Finance Minister P Chidambaram feels investment in the economy will start rising this month and will soon transform the mood.
"I am quite sure you would find investments picking up in third and fourth quarters of this fiscal year and once domestic investments pick up and foreign investments also come, the mood will change rapidly," he said.
Chidambaram's remarks came in New Delhi on Monday at the annual Economic Editors' Conference. During the course of his 80-minute engagement with the media, Chidambaram underscored the importance of investment in driving economic growth.
"Growth comes from higher investment," he said. Chidambaram declined to make a forecast about the current financial year's growth, except to suggest that it would be higher than the first quarter's (April-June) growth of 5.5 per cent.
Investment as a percentage of gross domestic product touched 38.1 per cent in 2007-08 and since then it has dropped.
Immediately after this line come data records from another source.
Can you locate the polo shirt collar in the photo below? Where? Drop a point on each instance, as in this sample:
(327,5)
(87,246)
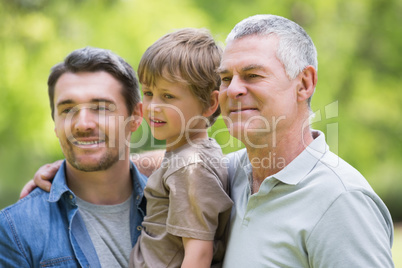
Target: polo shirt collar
(59,184)
(296,170)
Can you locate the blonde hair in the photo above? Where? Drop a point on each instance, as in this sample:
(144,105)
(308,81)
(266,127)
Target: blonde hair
(188,56)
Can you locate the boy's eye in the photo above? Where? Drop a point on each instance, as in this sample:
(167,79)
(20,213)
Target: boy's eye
(252,75)
(168,96)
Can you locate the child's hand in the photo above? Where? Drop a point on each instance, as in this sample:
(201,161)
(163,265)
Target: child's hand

In 2010-11, investment was 35.1 per cent of GDP.
He also chose to temper expectations of India's growth trajectory
hitting the 9 per cent mark in the near future. It would be "premature and ambitious to talk about 9 per cent growth," he said.
Flanked by the junior minister in the finance ministry Namo Narain Meena and the head of the ministry's bureaucracy, finance secretary, Raminder Singh Gujral, Chidambaram's replies were usually short and precise. At times the press conference resembled a tutorial on the economy as Chidambaram sought to explain the economic logic behind trying to prune fiscal deficit and create more space for foreign investment.
Chidambaram took the opportunity to emphasize the government's commitment to keeping the fiscal deficit viable and promised a new five-year roadmap on fiscal target
would be announced this financial year.
Chidambaram's conviction on pruning fiscal deficit came through clearly. What is not clear, however, is the space politics would give the finance minister to see through his plans. After all it was Chidambaram, as finance minister in the previous government, who announced in the 2008-09 union budget that he could not stick to the deficit targets in India's most ambitious fiscal reforms legislation, Fiscal Responsibility and Budget Management Act, on account of the government's social sector spending.
It is early days yet for the current round of fiscal consolidation.